Guide to Moral Living in Examples: Egg Sacs in Space

A pulsing, grey mass of egg sacs throbbed behind the panel that Abby removed.

"That's not supposed to be there," she said. A drop of purple liquid ran down the glossy surface of the egg sacs and sizzled as it touched the steel floor of the space station.

"What the - oh, god," Sam said, peering over Abby's shoulder. "So we're completely screwed, then. If we can't get through that panel, we can't override the self-destruct system. If we can't override the self-destruct system, then the nuclear core will go critical. We'll be a couple of molecules of human floating in space and mingling with a few molecules of disgusting space worm. I guess all we can do now is wait for the end. And have sex," Sam said, fumbling with the zippers on his space jumpsuit.

"No, I think one of us might be able to - how did you do that so fast?" Abby asked. Sam floated next to his jumpsuit, grinning.

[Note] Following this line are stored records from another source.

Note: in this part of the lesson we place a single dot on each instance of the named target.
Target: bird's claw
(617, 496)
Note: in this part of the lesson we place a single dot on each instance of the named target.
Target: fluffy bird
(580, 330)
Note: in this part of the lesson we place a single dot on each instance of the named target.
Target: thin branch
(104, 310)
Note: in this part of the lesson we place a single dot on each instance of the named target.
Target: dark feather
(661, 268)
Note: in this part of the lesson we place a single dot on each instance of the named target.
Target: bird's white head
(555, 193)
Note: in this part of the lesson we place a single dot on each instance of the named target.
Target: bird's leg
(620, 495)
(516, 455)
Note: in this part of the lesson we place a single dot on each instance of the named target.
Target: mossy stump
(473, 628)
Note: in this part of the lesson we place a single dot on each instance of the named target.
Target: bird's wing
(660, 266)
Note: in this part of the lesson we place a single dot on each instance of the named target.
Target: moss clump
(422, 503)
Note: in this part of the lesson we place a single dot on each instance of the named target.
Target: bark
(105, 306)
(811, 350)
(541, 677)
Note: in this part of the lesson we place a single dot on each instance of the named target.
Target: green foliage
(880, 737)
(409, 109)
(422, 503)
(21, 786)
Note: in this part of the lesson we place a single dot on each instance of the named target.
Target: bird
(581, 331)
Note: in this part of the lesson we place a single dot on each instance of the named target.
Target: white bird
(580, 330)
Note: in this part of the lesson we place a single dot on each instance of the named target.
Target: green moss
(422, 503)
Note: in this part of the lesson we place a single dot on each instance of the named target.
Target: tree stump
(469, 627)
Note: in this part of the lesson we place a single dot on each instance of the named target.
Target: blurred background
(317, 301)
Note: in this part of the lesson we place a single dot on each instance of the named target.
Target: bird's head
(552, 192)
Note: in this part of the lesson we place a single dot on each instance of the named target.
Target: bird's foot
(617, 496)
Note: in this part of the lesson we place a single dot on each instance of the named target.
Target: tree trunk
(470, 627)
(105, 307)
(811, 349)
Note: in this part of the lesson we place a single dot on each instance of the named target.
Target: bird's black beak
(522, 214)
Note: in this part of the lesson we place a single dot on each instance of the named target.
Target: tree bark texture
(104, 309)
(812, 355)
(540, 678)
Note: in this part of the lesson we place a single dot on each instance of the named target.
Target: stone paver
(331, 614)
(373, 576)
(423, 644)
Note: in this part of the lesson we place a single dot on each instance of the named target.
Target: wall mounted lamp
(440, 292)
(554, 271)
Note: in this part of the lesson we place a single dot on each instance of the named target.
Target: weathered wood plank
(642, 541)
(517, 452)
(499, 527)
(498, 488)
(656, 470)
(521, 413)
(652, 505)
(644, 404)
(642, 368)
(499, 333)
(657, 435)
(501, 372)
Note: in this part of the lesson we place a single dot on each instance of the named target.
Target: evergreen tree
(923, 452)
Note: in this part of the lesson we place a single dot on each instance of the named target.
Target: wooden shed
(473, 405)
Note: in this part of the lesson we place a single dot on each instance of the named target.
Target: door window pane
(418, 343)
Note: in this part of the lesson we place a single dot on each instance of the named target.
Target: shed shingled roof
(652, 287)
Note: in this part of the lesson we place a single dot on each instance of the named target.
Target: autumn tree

"I've been practicing," Sam said.

"What I was about to say is that I think one of us can get around the egg sac," Abby said, turning back towards the egg sac and the blocked access corridor. She shined her flashlight inside, as the egg sac had attached itself onto the glowing panels that normally lit the access corriders and was using the electrical power to feed the voracious space worm larvae that it contained. "There's a small corner of the corridor that it hasn't blocked."

"Well, I'm already naked," Sam said.

"Perfect, you might need the few extra millimeters of clearance saved by ditching your clothes," Abby said.

"What? No, I mean that it'd be a waste of the last precious seconds of my life to get squished between cold steel and a pulsing egg sac. There's no telling that this is the only egg sac in the way, either."

"Don't you at least want to try?" Abby asked.

"No, I'm cool. I've lived a long, full life," Sam said.

"You're twenty-nine, and you spent most of that in an alley in New Seattle, playing Martian grunge and eating space pizza."

"Like I said, a long, full life."

"The average life expectancy of someone born in New Seattle is over two hundred and seventy-three," Abby said.

"Yes, but everything after thirty-five sucks," Sam said.

"Do you know how old I am?" Abby asked.

"I don't know, thirty-two?"

"Try one hundred and seventeen, you jackass," Abby said. "I've got great-grandkids starting college."

"But...we were going to..."

"No, we weren't. And I have another hundred and fifty years or so left. Get your ass into that access corridor, loverboy," Abby said, grabbing Sam by the shoulder and throwing him towards the small gap next to the egg sac like a javelin. He sailed through the zero-g environment, flailing his limbs and screaming, until he realized that he'd definitely get stuck if he didn't prepare himself. He straightened himself out and went cleanly through the gap.

"Wow!" Sam yelled from the other said.

"Now disable the self-destruct!" Abby said.

"There's one escape pod left."

"The self-destruct!" Abby screamed.

"Nope," Sam said after a pause. "I'm going to take the escape pod."

"If you do that then I will-" she stopped herself when she heard the escape pod door close with a woosh. From a small window nearby, she saw part of the egg sac trailing next to the crippled space station, and beyond that the jets of the escape pod as they pushed the small craft away from the space station. Normally, they were meant to rocket away very quickly in case the self-destruct had been activated, but there was something wrong with the module. It was moving very slowly. Slowly enough that Abby was able to fit herself into a spacesuit, leave the station through an airlock, and use the thrusters on the space suit to catch up to the module.

She grabbed the escape module and was about to clamber around to the access hatch on the side when she peeked in through one of the windows to find Sam opening a bag. Out of the bag rolled a space worm. It shook hands with Sam, then went to snooze on one of the bunkbeds while Sam started flooding the distress frequencies with cries for help. A few minutes after that, he dozed off at the control panel.

He woke up to find the escape pod was inside the steel womb of a ship. Sam started, then ran back to the space worm.

"Hide in an access panel. If you don't, you'll be discovered and you won't be able to take this space ship back to port and spread your larvae!" The space worm squelched at him and hid itself.

Sam opened the hatch of the escape pod and climbed out, only to be nose-to-spigot with a flamethrower. Abby was at the other end, wrapped in a hazardous materials combat suit, along with a squad of soldiers, also holding flamethrowers.

"We saw you making a deal with the larva. You're under arrest," Abby said.

"He made me do it," Sam said.

"I did no such thing," the larva said, climbing off of the ship. From a squelchy hole in its side, it produced a badge and identification card.

"He's on our side," Abby said, "helping track down traitors who would sell out humanity to space worms. This was a sting operation," she said.

The Moral: never trust a space worm.